Einen ähnlichen Ansatz verfolgte die wohnwut-Kampagne 2013/14 in Berlin. In diesem Prozess erfragten Jugendliche peer-to-peer die Wahrnehmung und Wünsche in ihrer Stadt. Wie Jugendliche ihre Lebens- und Wohnsituation in der Stadt erleben, wurde hier nicht nur dokumentiert, sondern auch zum Anlass für das Formulieren von Visionen und das Einfordern einer sensiblen Stadtentwicklung.
Für eine altersunabhängige Teilhabe und ein umfassendes Recht auf Stadt jenseits von Pass und Aufenthaltserlaubnis beforschte das Performancekollektiv Schwabinggrad Ballett/Arrivati die Entwicklung migrantischer Selbstorganisation am Beispiel des 2014 aufgelösten Refugeecamps auf dem Berliner Oranienplatz. „Die Chöre der Angekommenen. Indiskrete Platzbefragung“ dokumentiert und analysiert Zeitzeugenberichte aus dem Camp sowie des angrenzenden Wohngebiets und anderer städtischer Akteure und trägt sie demonstrativ in den öffentlichen Stadtraum Berlin-Kreuzberg sowie die kommunale Kulturpolitik zurück.

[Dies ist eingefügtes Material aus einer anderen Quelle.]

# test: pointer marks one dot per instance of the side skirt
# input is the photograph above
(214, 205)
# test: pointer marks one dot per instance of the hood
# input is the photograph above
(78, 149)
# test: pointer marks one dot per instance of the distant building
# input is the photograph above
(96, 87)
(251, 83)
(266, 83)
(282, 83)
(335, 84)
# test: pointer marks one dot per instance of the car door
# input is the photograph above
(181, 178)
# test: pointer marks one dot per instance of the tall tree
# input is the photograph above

Ethnographie im Urbanen Lernen
Ethnographisches Erkunden des eigenen Stadt- und Lebensraums kann im Rahmen des Urbanen Lernen als forschendes Lernen oder als künstlerische Forschungspraxis mit Blick auf Selbstbildung und emanzipatorische Selbstorganisation eingesetzt werden. Die Möglichkeiten ethnographischer Ansätze reichen dabei von der Beforschung der materiellen und sozialen Umgebung, über kurzfristige aktivistische Intervention bis hin zu langfristig angelegten Nachbarschaftsprojekten mit verschiedenen Altersgruppen. Das reflexive Vorgehen der Ethnographie befördert dabei machtsensible Bildungsprozesse sowie Selbstpositionierungspraktiken.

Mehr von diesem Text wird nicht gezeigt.